Assembling Magnetic Blocks: A Strategy to Control the Nuclearity and Magnetic Properties of Polynuclear Complexes

Abstract

Synthetic strategies dealing with the polymerization of either di-μ-hydroxocopper(II) complexes or 2,2′-bipyrimidine (bpym)-containing first row transition metal ions allow the preparation of polynuclear compounds whose structures and magnetic properties are presented here. The influence of structural and chemical parameters on the magnitude of the singlet-triplet energy gap (J) in di-μ-hydroxocopper(II) complexes [LCu(OH)2CuL]2+ with L = 2,2′-bipyridine (bpy) and bpym is analyzed and discussed. Special attention is devoted to nature of the counterion which allows the preparation of hydroxo-bridge copper(II) cubane and double cubane type complexes where all the intramolecular magnetic interactions are ferromagnetic. The case of the compound [Cu2(bpy)2(OH)2(CF3SO3)2] where two dimers with different values of the angle at the hydroxo bridge (θ) coexist in the unit cell is aborded here.

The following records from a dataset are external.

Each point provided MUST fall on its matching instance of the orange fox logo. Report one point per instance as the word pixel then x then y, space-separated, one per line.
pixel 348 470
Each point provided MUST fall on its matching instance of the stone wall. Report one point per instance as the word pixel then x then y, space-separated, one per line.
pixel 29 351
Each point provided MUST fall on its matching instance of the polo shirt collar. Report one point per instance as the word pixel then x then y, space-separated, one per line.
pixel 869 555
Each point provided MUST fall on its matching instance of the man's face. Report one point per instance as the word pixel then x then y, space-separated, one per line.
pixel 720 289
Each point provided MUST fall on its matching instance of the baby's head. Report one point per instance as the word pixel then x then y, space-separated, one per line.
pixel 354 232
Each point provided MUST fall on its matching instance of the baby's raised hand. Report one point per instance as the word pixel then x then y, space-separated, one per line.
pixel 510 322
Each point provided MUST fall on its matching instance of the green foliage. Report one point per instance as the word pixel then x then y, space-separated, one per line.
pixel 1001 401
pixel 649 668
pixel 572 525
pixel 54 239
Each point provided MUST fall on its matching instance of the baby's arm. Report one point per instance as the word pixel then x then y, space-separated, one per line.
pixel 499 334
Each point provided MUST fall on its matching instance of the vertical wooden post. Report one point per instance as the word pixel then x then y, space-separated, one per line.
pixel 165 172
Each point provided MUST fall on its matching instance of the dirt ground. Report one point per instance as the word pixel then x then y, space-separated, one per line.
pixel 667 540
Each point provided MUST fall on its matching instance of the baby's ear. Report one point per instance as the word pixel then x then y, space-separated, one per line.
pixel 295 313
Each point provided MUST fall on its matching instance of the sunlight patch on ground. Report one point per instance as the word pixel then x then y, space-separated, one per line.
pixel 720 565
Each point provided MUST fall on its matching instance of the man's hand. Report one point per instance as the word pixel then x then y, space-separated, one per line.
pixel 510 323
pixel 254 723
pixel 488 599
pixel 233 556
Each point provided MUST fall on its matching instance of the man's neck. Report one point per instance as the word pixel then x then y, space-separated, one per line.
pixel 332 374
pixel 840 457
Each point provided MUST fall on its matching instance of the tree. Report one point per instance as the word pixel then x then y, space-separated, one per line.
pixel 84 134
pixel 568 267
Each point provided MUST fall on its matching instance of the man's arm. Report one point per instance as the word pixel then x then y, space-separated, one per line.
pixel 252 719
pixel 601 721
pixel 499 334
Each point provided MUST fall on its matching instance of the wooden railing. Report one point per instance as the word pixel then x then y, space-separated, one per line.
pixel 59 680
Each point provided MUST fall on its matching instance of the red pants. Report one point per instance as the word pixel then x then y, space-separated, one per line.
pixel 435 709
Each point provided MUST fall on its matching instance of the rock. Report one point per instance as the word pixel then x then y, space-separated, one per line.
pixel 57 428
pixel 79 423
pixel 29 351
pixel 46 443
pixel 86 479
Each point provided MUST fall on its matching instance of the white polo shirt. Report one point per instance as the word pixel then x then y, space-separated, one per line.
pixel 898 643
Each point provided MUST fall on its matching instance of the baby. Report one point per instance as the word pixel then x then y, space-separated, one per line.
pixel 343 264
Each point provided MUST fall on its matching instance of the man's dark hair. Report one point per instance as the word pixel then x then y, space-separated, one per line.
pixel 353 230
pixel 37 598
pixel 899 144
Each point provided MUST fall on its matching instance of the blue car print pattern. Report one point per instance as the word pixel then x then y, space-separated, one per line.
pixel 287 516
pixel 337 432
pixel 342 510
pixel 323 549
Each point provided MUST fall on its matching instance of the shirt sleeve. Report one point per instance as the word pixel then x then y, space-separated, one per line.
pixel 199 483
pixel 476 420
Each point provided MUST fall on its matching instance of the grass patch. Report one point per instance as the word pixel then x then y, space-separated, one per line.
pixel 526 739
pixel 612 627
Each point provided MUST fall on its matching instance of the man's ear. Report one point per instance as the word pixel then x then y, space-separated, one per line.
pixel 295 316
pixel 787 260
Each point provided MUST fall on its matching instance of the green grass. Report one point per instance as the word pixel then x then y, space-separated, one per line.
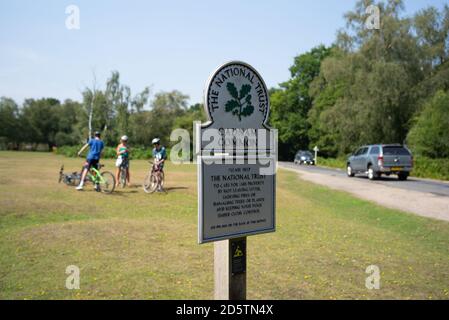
pixel 423 167
pixel 139 246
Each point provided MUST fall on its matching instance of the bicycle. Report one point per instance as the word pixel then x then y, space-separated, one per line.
pixel 122 177
pixel 72 179
pixel 103 181
pixel 151 183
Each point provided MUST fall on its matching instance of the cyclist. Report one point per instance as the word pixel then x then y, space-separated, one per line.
pixel 122 160
pixel 159 155
pixel 93 157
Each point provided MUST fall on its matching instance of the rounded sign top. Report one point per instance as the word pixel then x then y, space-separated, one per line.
pixel 236 97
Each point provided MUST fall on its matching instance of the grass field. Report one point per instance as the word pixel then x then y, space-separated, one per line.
pixel 131 245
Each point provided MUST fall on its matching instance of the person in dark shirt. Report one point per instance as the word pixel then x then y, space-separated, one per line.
pixel 93 157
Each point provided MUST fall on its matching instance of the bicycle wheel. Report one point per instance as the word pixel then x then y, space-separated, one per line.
pixel 150 183
pixel 107 182
pixel 162 179
pixel 122 177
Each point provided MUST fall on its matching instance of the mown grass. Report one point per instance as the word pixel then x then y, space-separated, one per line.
pixel 137 246
pixel 423 167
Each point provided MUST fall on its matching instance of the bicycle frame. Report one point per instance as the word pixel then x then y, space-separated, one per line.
pixel 95 176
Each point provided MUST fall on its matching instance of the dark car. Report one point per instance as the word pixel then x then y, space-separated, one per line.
pixel 379 159
pixel 304 157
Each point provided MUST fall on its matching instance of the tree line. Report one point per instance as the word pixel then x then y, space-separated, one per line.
pixel 112 110
pixel 386 85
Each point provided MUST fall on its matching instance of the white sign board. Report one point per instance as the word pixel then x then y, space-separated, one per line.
pixel 236 184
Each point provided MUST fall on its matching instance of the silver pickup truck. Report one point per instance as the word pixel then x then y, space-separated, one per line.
pixel 378 159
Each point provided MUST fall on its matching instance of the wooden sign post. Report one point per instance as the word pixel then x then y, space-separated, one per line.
pixel 236 157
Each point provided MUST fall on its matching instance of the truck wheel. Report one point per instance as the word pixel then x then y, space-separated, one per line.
pixel 349 171
pixel 402 176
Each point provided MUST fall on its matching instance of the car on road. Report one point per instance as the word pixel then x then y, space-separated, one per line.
pixel 376 160
pixel 304 157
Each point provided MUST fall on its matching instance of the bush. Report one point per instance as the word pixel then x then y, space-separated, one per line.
pixel 429 136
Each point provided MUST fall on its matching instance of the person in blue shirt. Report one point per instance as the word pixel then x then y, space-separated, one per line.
pixel 93 157
pixel 159 155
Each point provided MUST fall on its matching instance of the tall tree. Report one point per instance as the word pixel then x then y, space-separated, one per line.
pixel 291 103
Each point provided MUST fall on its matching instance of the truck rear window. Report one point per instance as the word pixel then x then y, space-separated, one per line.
pixel 395 151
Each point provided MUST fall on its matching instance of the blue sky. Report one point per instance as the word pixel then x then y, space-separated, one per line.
pixel 167 44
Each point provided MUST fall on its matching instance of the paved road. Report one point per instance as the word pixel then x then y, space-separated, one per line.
pixel 422 185
pixel 426 198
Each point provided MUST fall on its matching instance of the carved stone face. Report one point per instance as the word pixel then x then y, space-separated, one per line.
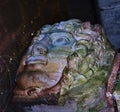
pixel 68 58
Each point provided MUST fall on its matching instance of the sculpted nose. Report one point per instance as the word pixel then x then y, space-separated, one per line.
pixel 37 60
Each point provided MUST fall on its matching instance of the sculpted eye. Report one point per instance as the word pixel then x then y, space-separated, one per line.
pixel 61 39
pixel 39 50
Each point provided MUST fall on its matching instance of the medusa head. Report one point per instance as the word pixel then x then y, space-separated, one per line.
pixel 70 59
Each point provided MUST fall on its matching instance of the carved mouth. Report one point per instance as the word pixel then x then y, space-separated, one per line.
pixel 35 96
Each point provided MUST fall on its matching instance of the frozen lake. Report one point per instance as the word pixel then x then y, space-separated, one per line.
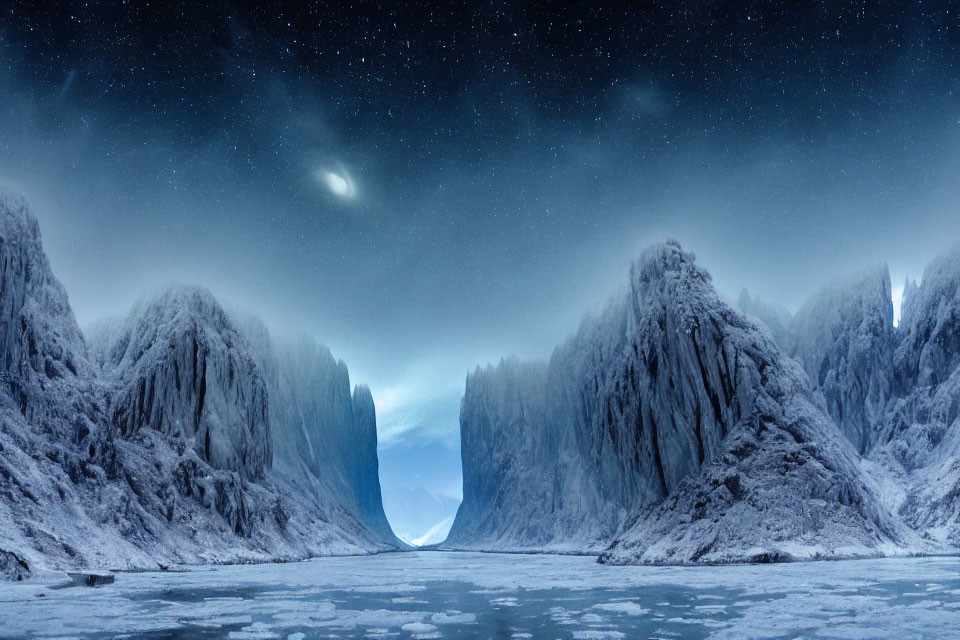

The polymerization of the [Cu2(bpym)2(OH)2]2+ dinuclear units through bis(chelating) bpym leads to novel copper(II) chains exhibiting regular alternating ferromagnetic (through the hydroxo bridge) and antiferromagnetic (through bpym) exchange couplings within the chain. The possibility of tuning the value of J in polynuclear complexes through bis(chelating) type ligands by playing on the electronegativity of the peripheral donor atoms is analyzed and discussed. The structural changes caused by the Jahn-Teller effect in bpym-bridged copper(II) complexes appears as a potential strategy to achieve ferromagnetic coupling between copper(II) ions. Finally, the use of bis(chelating) ligands such as oxalate and bpym and transition metal ions for designing new honeycomb layered materials of formula M2(bpym)(ox)2 · nH2O (M = divalent first-row transition metal ions) is presented and their magnetic behaviour analyzed by classical Heisenberg models.